Trillium Ballroom Loses Cool Name
Name-For-Sale Trend Results in Lousy Building Names

Here’s a little local news item that may have escaped your attention. The Broyhill Inn and Conference Center’s Trillium Ballroom has been renamed and will henceforth be known as the Helen A. Powers Grand Hall. Evidently, the conference center has renovated the 64,000-square-foot banquet room, thanks to a gift from Powers. Renovations include new carpeting, wood treatments, light fixtures and a terrible new name.

Now, I’ve never met Helen A. Powers and I’m sure she is a very lovely person. I’ll bet it wasn’t even her decision to rename the Trillium Ballroom in her honor. She probably just wanted to make a monetary gift to jiffy up the joint in case she ever wanted to use it for some swanky gathering. Unfortunately, you can’t make a gift to a college, town or conference center without having something named after you.

I understand that this is how the world works and that many of these so-called monetary gifts are really just the purchase price of the name of something, be it a stadium, building or park. But the trend has gone too far when you take a fantastic regional name like “Trillium Ballroom” and change it for the sake of some cash. Nearly every time that I’ve attended an event at the Trillium Ballroom I’ve had someone ask where the name comes from. It has always been my pleasure to go on a long-winded explanation of the little mountain wildflower known as the trillium. Found in shady moist areas of the Southeastern Appalachians, the trillium gets its name from its distinctive three-petaled flowers. A member of the lily family, it blooms in late spring and early summer (right now) and has three green pointed sepals behind the petals, giving the petal-sepal combination a distinctive Star of David shape.

Along with “Star Pink,” “Bloodroot,” “Lizard’s Tail” and “Blue Toadflax,” the trillium is one of those Appalachian wildflowers with a spooky Wiccan name that conjures up images of old mountain women using herbal recipes to cure skin rashes or put hexes on nosy tourists.
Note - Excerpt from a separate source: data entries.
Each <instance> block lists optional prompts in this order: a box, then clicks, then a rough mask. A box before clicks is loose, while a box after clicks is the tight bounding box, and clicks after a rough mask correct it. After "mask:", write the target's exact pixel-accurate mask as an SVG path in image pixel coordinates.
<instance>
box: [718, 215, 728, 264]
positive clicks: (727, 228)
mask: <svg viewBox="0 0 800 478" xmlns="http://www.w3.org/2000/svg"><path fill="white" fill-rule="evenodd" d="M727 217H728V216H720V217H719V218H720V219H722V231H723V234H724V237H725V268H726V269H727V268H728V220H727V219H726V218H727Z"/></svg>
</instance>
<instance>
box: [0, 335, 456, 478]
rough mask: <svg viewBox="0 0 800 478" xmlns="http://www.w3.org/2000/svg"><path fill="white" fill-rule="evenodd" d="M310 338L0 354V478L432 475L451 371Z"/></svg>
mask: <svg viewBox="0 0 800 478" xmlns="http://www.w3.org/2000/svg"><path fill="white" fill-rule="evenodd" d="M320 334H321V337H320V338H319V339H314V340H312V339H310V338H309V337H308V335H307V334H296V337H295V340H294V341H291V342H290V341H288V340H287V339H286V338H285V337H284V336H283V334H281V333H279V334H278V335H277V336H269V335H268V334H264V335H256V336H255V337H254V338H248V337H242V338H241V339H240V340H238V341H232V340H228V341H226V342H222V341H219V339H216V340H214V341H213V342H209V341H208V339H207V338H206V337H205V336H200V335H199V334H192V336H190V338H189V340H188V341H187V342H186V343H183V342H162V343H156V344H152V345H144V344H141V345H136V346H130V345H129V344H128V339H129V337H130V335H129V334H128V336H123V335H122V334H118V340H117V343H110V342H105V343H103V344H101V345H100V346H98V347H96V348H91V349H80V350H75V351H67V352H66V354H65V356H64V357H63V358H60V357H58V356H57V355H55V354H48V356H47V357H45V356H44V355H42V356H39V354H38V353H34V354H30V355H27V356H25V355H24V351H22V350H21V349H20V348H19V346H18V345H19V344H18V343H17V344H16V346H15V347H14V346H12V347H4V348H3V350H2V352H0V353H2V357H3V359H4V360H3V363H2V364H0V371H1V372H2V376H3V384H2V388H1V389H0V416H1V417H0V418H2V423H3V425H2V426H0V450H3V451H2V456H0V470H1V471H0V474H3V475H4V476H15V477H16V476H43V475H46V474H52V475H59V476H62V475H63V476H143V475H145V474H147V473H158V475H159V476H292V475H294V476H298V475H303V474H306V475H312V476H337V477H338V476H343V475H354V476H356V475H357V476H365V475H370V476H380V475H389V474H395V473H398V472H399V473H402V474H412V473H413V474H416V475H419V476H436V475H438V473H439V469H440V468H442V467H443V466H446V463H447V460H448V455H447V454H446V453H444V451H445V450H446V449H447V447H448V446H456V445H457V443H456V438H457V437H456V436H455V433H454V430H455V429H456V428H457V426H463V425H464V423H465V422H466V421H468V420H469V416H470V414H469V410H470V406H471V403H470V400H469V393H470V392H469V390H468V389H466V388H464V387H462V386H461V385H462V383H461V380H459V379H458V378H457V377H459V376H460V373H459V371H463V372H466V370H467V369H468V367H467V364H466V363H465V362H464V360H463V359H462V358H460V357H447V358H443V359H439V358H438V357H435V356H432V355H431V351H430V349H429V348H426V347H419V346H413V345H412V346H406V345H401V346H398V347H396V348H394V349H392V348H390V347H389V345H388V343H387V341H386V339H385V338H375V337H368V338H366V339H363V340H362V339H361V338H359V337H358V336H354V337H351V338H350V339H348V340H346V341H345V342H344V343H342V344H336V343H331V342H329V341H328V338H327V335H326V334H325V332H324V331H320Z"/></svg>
The noble wildflower known in the Southeast as the trillium. It has no money, so its chances of having someone name a building after it are slim at best. Photo by Jeff Eason

I don’t even know where this trend of naming things after people started but I really hope it ends soon. In the old days, naming something was an attempt at finding an identity for the thing, not imposing one on it another source. That philosophy gave us classic names like The Empire State Building, The Golden Gate Bridge, Tiger Stadium, and Madison Square Garden. Now, most of the really big projects are named after really rich people or, worse yet, corporations who underwrite the gift and pass the lack of savings on to us, their customers.

While it is always a good idea to get some financial backing for a project, selling a name outright can be a tricky business. When the Houston Astros moved out of the outdated Astrodome (You want a name? The Astrodome was a great name) a few years ago their new stadium was called Enron Field. When Kenneth Lay and his corporate cronies made the name Enron synonymous with dishonesty and greed, baseball fans in Houston found themselves with egg on their faces and a stadium name that could’ve only been worse if it had been dubbed Osama Bin Ballpark. The field where the Astros play has been renamed Minute Maid Park and folks in Houston are praying that a scandal involving orange juice doesn’t make the headlines anytime soon.

Which brings us back to the Helen A. Powers Grand Hall in Boone. What do we really know about this Helen? Well, we know that she was the first woman to serve as secretary of the North Carolina Department of Revenue. She was also the first woman to become a senior vice president of a North Carolina bank and the first businesswoman to be inducted in the North Carolina Business Hall of Fame.

That sounds pretty good to me, but who knows if she might become notorious in the future for more—how shall I say this—unsavory behavior? What if she decides splash around naked in the reflecting pool in Washington D.C. singing “Carolina Uber Alles” at the top of her lungs? What if she robs one of those banks she knows so much about, buys a Harley Davidson and becomes a permanent fixture on future episodes of America’s Most Wanted?

If that happens then I guess we’ll all feel pretty foolish for having changed the name of the Trillium Ballroom.